April 6, 2011

Loose Change

I hate change. I know that it's inevitable and often for the best. I know that resisting it is a losing battle. But I just don't like it.

A few examples:
Moving. We are currently in the process of selling our condo. We really need more space. We want to give the boys a backyard and live closer to school and work. I want to move out yesterday. But. There's always a "But." Fast forward to the day when we close this door behind us. I will be in the kitchen hugging a wall, crying, feeling guilt, regret and huge sadness over leaving the first home my husband and I bought together and brought our new babies home to. I will have terrible seller's remorse and under no circumstances will I want to leave. I will have to be pried away with a pliers.

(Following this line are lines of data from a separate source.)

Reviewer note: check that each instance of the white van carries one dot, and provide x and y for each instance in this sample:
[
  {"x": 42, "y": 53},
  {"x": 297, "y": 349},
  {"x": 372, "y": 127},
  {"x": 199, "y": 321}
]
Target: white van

OPH This was the restaurant my family owned growing up. A year after my dad died my mom sold it. It had been a massive albatross and she couldn't get rid of it fast enough. I considered selling it a terrorist act. My dad built it from the ground up. It was where I had grown up, worked, had my birthday parties, spent time with my family after school, on weekends and during the summer. It was the place where I first fell in love. (Okay, I was 13 and it was puppy love. But still.) It was my home. Selling it was unfathomable to me. I wanted to box the restaurant up and keep it in my room – not hand it over to someone else who couldn't possibly take care of it like we did. Yet, we sold. My mom was free and entered a less-stressful phase of her life. I entered therapy.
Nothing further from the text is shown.